It was another a girls night out for some, it was the last night of single-hood for others, the beginning of change for us all. It was my friend's Bachlorette night and we began at O'Sheas Pub. A round of Irish Car Bombs started the night off...
"So, how are things going for you and your guy?" my friend asked me. "We are doing so great," I said. "Infact, we are stronger in our relationship than ever. We took a week break and realized that we were meant to be together. We truly missed each other." I looked at the bride-to-be. "Here's to finding love."
24 hours later I arrived at the wedding with a long term guy friend who came to my rescue last minute. I was single, confused, and ready to hit the dance floor. What had went wrong? I finally realized what my friends had been telling me for so long was true... I had been sucked into an abusive relationship and the only way out was to end it- badly. I had ended the relationship the night before after 5 hours of pain and agony.
Breakups are hard. Its hard to imagine, but even now I find it hard to not blame myself entirely. I know a breakup involves two people but he told me repeatedly throughout everything that every conflict we had was mostly my fault. I had started to believe him... one of the first signs of an emotionally abusive relationship.
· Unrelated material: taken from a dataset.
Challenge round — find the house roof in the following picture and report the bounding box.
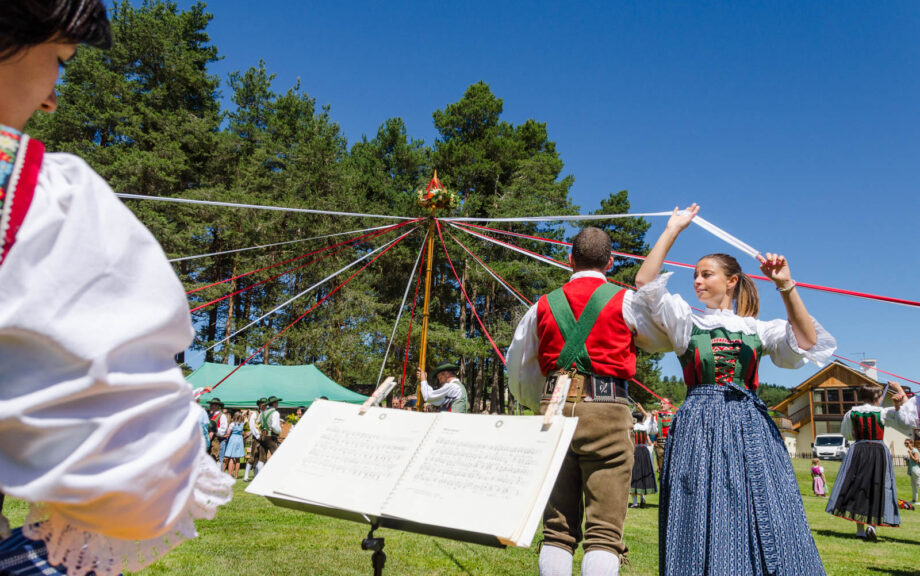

Now that I have made the choice to move on, I feel empowered more than I ever have. I feel like I can finally breathe - a breath of fresh air. I don't have to live in constant regret, in constant sadness. I blamed myself for everything for so long. I finally am realizing that it was an unhealthy relationship. He said he loved me, but it was a conditional love. We are all human, but he could never forgive for the petty things that I messed up on. I always forgave him in my heart although he never apologized. It is hard for me to move on only because I loved him wholeheartedly and gave him my heart. I trusted him and he damaged all trust.
I must refocus on what is truly important in this life. My faith, my family, my friends. I am starting a fresh new phase in life and know that I will love again... but not blindly.